Fig. 4

Reducing EP300 activities rebalances histone acetylation and rescues proliferation and differentiation deficits of FMRP-deficient NPCs. a FMRP protein expression in primary Fmr1 KO and WT NPCs treated with vehicle or curcumin (Cur). b A schematic model showing that reducing EP300 activities either pharmacologically or genetically rebalances histone acetylation and rescues proliferation and differentiation of Fmr1 KO NPCs. c–e Western blot analyses of total and acetylation of histone H3 (c, d) and histone H4 (c, e) in NPCs treated with curcumin (n = 3).
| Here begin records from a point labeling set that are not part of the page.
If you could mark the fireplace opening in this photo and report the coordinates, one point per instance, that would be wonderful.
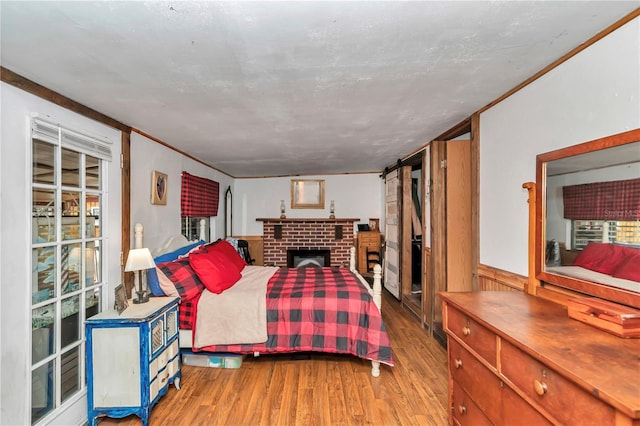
(303, 257)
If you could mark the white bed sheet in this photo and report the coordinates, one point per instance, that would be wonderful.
(589, 275)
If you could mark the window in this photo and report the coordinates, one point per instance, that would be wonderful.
(622, 231)
(191, 227)
(68, 175)
(199, 199)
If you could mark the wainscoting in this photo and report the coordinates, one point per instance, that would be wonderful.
(494, 279)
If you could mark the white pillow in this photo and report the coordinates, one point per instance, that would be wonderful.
(167, 286)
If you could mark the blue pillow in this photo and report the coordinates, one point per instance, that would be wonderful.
(152, 275)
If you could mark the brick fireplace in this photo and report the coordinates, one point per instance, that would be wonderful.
(280, 235)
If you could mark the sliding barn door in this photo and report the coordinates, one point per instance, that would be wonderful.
(391, 233)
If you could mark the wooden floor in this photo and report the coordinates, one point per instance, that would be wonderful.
(319, 390)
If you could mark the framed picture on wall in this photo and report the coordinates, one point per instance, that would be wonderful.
(307, 194)
(159, 188)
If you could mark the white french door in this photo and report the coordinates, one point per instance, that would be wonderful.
(392, 221)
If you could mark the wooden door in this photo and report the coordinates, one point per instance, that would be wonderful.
(458, 215)
(392, 216)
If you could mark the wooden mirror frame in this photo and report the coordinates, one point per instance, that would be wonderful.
(614, 294)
Total histone H3 and total histone H4 were used as loading controls for acetylated H3 and H4, respectively. f, g Curcumin treatment rescued the cell proliferation phenotype of Fmr1 KO NPCs as assessed by incorporation of the thymidine analog, BrdU (f, red, BrdU; blue, DAPI. scale bar, 20 µm) and quantitative analysis (g, n = 3). h, i Curcumin treatment rescued neuronal differentiation phenotypes of Fmr1 KO NPCs as assessed by a neuronal marker Tuj1⁺ (h, red, Tuj1; blue, DAPI. scale bar, 20 µm) followed by quantitative analysis (i, n = 3). j, k Acute knockdown of EP300 rescued the cell proliferation phenotype of Fmr1 KO NPCs as assessed by incorporation of the thymidine analog, BrdU (j, red, BrdU; green, GFP, scale bar, 20 µm) and quantitative analysis (k, n = 3). l, m Acute knockdown of EP300 rescued neuronal differentiation phenotypes of Fmr1 KO NPCs as assessed by a neuronal marker Tuj1⁺ (l, red, Tuj1; green, GFP, scale bar, 20 µm) followed by quantitative analysis (m, n = 3). *P < 0.05, **P < 0.01, ***P < 0.001. n.s.: no significant difference. Two-way ANOVAs were used for data analyses. Data are presented as mean ± s.e.m.